Beloved American TV show host turned TV villain Ellen DeGeneres has debuted the latest season of her controversial talk show with a bang.
Ahead of the show's season 18 premiere overnight, the 62-year-old's opening monologue was posted on social media before the full episode's syndicated broadcast.
It was simply titled: "Today we're starting a new chapter".
In it, DeGeneres spends five minutes bluntly addressing the scandalous, toxic workplace rumours that have plagued her for months.
The personality has spent the American summer in lockdown and has been rarely seen in public after her spectacular fall from grace this year.
"How was everybody's summer? Good? Yeh? Mine was great," she said sarcastically, holding two thumbs up. "Super terrific."
"If you're watching because you love me, thank you," she says.
"If you're watching because you don't love me, welcome," she said, acknowledging the fact that all eyes will be on her as she faced the mounting allegations.
In the searing monologue, DeGeneres admitted she's a "work in progress" but pleaded to viewers that she is still "the person you see on TV".
"There are a lot of things I want to talk about, I've been looking forward to addressing it all directly.
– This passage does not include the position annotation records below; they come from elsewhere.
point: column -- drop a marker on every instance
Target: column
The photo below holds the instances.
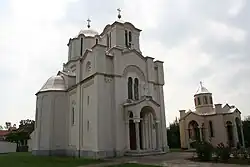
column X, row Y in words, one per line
column 128, row 135
column 200, row 129
column 137, row 130
column 242, row 135
column 157, row 128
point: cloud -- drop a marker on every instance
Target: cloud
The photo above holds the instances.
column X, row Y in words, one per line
column 198, row 40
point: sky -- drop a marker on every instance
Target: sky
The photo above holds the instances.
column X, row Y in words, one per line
column 197, row 40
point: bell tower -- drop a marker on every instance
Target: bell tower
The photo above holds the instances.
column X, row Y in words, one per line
column 203, row 100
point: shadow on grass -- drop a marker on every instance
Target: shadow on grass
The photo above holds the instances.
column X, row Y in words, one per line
column 230, row 161
column 28, row 160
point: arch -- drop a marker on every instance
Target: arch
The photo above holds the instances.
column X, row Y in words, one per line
column 88, row 66
column 211, row 130
column 147, row 110
column 238, row 126
column 193, row 130
column 136, row 69
column 211, row 100
column 136, row 89
column 130, row 88
column 198, row 101
column 230, row 136
column 205, row 100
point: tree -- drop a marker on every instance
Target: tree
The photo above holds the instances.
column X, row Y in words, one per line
column 173, row 134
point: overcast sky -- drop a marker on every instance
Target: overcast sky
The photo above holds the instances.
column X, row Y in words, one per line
column 198, row 40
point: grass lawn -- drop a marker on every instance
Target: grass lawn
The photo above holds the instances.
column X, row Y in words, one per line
column 230, row 161
column 132, row 165
column 28, row 160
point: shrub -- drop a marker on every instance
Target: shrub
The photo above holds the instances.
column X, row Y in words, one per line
column 223, row 152
column 204, row 151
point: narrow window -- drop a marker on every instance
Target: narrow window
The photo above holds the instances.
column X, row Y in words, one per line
column 73, row 115
column 81, row 47
column 110, row 39
column 211, row 129
column 130, row 92
column 199, row 102
column 130, row 39
column 88, row 125
column 136, row 89
column 211, row 100
column 126, row 38
column 205, row 100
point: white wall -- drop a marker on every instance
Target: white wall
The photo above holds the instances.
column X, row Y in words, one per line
column 7, row 147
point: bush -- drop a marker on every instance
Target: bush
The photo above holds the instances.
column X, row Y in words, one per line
column 204, row 151
column 223, row 152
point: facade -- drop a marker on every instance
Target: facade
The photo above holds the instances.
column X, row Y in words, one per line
column 107, row 101
column 213, row 123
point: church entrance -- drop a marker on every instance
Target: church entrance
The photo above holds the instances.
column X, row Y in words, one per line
column 230, row 135
column 132, row 133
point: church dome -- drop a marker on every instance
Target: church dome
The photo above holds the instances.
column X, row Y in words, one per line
column 88, row 33
column 201, row 90
column 55, row 83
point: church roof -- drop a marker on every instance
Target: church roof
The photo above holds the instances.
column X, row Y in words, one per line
column 88, row 33
column 55, row 83
column 201, row 90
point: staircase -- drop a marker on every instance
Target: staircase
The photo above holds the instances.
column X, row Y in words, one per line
column 135, row 153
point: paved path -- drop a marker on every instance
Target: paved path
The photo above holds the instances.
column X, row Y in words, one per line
column 174, row 159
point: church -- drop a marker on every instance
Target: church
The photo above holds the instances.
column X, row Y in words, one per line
column 107, row 100
column 214, row 123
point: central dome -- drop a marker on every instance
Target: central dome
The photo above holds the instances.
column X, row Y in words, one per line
column 55, row 83
column 201, row 90
column 88, row 33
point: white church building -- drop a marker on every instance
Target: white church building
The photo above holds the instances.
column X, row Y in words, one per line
column 107, row 101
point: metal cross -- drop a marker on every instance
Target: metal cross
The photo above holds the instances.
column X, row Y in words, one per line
column 88, row 22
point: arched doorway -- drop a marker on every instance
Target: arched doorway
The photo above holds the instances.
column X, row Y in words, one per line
column 230, row 136
column 132, row 133
column 148, row 130
column 238, row 126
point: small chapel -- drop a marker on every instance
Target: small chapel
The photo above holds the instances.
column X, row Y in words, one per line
column 107, row 100
column 214, row 123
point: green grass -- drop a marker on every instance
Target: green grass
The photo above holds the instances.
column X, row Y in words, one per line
column 132, row 165
column 28, row 160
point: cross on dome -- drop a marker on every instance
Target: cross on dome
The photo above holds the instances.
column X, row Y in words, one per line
column 119, row 13
column 88, row 23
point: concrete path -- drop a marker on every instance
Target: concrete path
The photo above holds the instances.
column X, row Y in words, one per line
column 174, row 159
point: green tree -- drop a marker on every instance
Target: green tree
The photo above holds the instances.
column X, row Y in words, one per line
column 173, row 134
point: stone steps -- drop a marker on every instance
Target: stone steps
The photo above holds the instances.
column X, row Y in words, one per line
column 143, row 153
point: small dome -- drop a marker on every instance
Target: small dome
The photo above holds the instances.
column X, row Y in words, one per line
column 88, row 33
column 56, row 83
column 201, row 90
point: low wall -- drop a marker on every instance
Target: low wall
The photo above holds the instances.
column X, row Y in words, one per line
column 6, row 147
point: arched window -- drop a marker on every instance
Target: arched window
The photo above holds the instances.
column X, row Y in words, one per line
column 199, row 101
column 211, row 129
column 211, row 100
column 136, row 89
column 130, row 87
column 73, row 115
column 205, row 100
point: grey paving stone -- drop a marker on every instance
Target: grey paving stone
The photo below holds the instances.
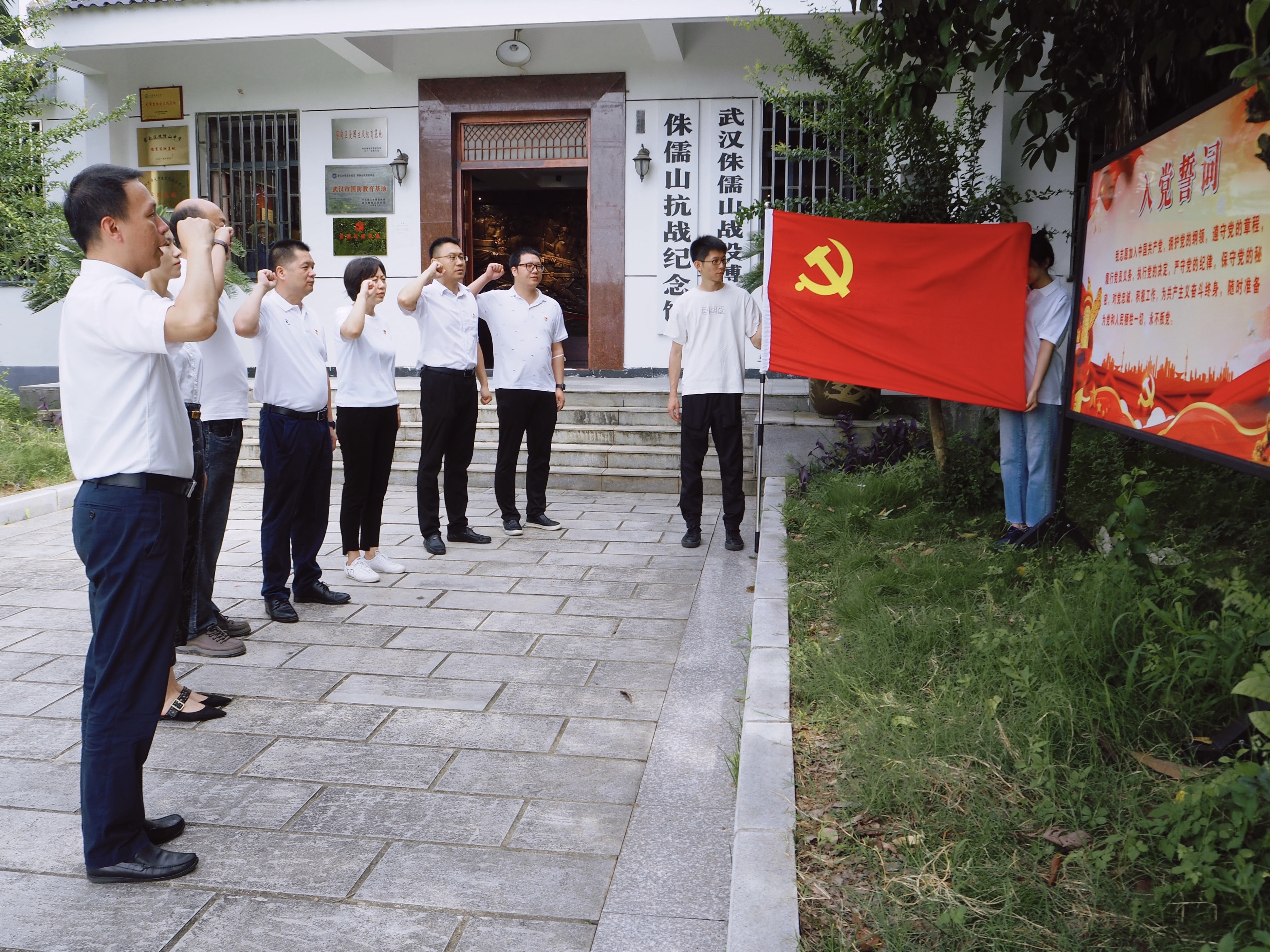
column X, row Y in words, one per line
column 36, row 738
column 416, row 692
column 491, row 881
column 589, row 780
column 272, row 925
column 402, row 814
column 368, row 661
column 333, row 762
column 656, row 933
column 516, row 668
column 604, row 738
column 675, row 864
column 58, row 914
column 580, row 702
column 572, row 828
column 525, row 936
column 486, row 643
column 226, row 801
column 463, row 729
column 300, row 719
column 302, row 865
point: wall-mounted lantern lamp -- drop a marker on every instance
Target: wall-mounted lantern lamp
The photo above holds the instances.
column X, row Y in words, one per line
column 399, row 165
column 643, row 162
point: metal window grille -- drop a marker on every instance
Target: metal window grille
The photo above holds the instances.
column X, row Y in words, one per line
column 249, row 165
column 510, row 142
column 812, row 182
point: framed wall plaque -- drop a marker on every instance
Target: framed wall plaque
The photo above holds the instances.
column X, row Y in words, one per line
column 161, row 103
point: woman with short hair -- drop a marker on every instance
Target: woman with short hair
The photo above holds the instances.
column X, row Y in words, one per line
column 368, row 417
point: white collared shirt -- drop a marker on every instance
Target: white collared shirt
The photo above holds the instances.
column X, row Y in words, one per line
column 524, row 334
column 1048, row 314
column 448, row 327
column 366, row 365
column 121, row 408
column 224, row 393
column 290, row 356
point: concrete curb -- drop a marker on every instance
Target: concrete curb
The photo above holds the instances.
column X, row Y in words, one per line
column 37, row 502
column 764, row 909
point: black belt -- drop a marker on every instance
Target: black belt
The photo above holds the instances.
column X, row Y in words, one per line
column 296, row 414
column 153, row 482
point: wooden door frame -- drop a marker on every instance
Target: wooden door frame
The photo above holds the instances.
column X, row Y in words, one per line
column 602, row 96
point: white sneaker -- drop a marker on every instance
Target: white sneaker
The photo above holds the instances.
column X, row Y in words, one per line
column 361, row 572
column 383, row 564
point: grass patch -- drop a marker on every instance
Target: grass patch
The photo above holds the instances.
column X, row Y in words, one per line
column 953, row 705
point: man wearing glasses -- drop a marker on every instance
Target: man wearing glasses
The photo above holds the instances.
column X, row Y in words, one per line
column 528, row 328
column 450, row 366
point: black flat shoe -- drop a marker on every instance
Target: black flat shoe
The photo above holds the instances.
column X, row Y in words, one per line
column 281, row 611
column 165, row 828
column 323, row 596
column 150, row 865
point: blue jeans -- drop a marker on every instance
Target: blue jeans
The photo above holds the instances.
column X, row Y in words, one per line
column 1029, row 444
And unfortunately, talking to people directly has been illegal for six months," she joked, referencing the coronavirus pandemic, which saw the United States clock past 200,000 deaths yesterday.
"As you may have heard this summer there were allegations of a toxic work environment at our show and then there was an investigation. I learned that things happened here that never should've happened," she said, echoing a previous letter she sent to her crew.
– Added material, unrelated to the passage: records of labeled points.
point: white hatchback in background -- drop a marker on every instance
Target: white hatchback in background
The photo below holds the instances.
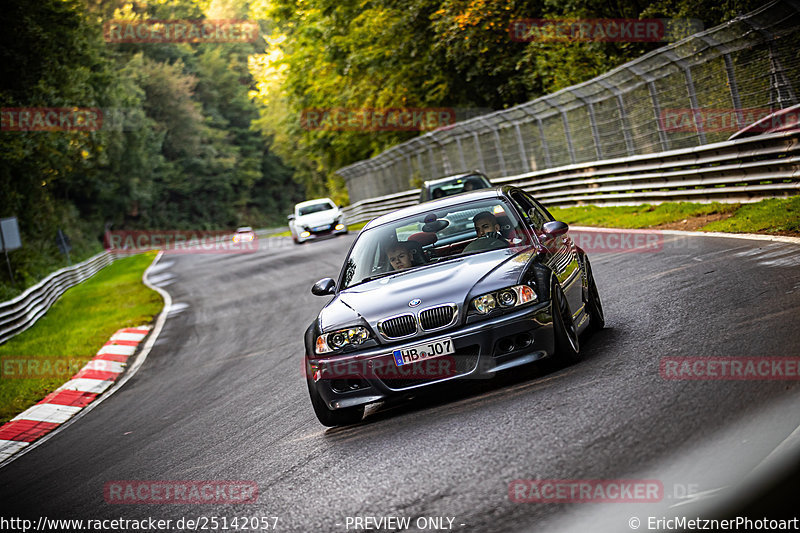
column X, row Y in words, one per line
column 315, row 219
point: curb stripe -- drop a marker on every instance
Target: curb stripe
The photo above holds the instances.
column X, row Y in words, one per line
column 70, row 398
column 26, row 430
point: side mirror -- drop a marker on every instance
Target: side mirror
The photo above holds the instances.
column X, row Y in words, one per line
column 555, row 228
column 324, row 287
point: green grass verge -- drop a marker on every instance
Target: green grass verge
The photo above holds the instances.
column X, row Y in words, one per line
column 766, row 216
column 75, row 328
column 637, row 216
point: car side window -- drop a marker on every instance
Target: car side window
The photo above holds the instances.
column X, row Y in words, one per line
column 527, row 207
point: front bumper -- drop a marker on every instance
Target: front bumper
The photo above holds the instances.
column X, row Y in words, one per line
column 481, row 349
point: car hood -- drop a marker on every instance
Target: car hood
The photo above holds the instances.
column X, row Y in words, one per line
column 316, row 219
column 449, row 282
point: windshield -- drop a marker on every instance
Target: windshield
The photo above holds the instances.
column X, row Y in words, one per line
column 314, row 208
column 457, row 185
column 431, row 237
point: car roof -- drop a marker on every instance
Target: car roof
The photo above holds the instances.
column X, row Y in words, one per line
column 445, row 179
column 433, row 205
column 315, row 201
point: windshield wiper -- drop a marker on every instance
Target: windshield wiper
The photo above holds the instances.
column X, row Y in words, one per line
column 376, row 276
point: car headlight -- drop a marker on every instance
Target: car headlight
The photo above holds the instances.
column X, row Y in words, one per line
column 515, row 296
column 336, row 340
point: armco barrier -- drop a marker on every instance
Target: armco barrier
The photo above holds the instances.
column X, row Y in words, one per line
column 22, row 312
column 694, row 92
column 743, row 170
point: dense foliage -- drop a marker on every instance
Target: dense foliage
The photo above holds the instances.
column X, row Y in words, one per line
column 458, row 54
column 211, row 135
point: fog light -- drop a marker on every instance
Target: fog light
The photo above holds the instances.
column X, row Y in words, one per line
column 484, row 304
column 507, row 298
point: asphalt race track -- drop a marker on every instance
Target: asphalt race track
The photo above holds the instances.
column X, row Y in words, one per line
column 222, row 397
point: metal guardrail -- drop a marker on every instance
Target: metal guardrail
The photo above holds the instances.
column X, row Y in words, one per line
column 744, row 170
column 687, row 94
column 22, row 312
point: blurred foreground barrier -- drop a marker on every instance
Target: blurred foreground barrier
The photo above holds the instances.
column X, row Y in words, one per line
column 22, row 312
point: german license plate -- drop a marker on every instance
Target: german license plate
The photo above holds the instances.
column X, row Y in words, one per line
column 420, row 352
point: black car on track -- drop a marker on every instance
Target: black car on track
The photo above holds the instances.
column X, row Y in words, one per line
column 460, row 287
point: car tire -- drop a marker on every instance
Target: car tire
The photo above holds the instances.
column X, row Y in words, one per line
column 594, row 306
column 339, row 417
column 565, row 332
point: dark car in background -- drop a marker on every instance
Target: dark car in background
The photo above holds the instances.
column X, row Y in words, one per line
column 460, row 287
column 453, row 184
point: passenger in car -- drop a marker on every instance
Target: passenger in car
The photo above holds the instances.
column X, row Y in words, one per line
column 399, row 256
column 404, row 255
column 488, row 231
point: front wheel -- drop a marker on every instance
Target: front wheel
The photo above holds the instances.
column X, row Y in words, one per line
column 565, row 333
column 339, row 417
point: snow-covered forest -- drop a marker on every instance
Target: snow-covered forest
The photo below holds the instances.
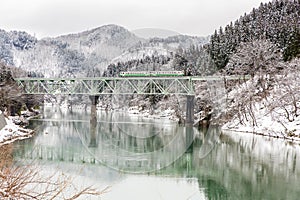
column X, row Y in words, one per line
column 264, row 43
"I take that very seriously, and I want to say I'm so sorry to the people who were affected."
The star – once bubbly and bouncy on each episode of The Ellen DeGeneres show – became 2020's biggest villain after several former staff members, celebrities, security guards and guests of the show opened up about their negative experiences with her.
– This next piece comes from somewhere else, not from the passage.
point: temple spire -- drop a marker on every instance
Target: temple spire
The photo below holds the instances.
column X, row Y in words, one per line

DeGeneres alluded to the firings of top producers Ed Glavin, Kevin Leman and Jonathan Norman but offered few glimpses of real change or behind the scenes details except for adding the cast and crew had "a lot of conversations over the last few weeks about the show, our workplace and what we want for the future".
She said simply they have "made the necessary changes" without revealing what those changes are, except for the fact "we are starting a new chapter".
'I get mad'
She admitted being known as the "be kind" lady is "a tricky position to be in" after current and former employees made allegations of racism and intimidation in explosive articles by Buzzfeed. They also claimed there was widespread sexual misconduct among the top executives at the show.
She said that while she "is the person you see on TV … I am also a lot of other things.
"Sometimes I get sad. I get mad. I get anxious. I get frustrated. I get impatient. And I am working on all of that. I am a work in progress.
"And I am especially working on the impatience thing because … and it's not going well because it's not happening fast enough."
The Finding Dory star said she knows "I am in a position of privilege and power and I realise that with that comes responsibility".
"I take that responsibility for what happens at my show. This is The Ellen DeGeneres Show. I am Ellen DeGeneres."
She joked that while she's a "pretty good actress" having played a "straight woman in movies" she said she isn't good enough to "come out here every day for 17 years and fool you".
"This is me," she said.
"My intention is to always be the best person I can be. And if I've ever let someone down, if I've ever hurt their feelings, I am so sorry for that.
"If that's ever the case, I've let myself down and I've hurt myself as well."
WarnerMedia is reportedly nearing the end of its investigation into the show.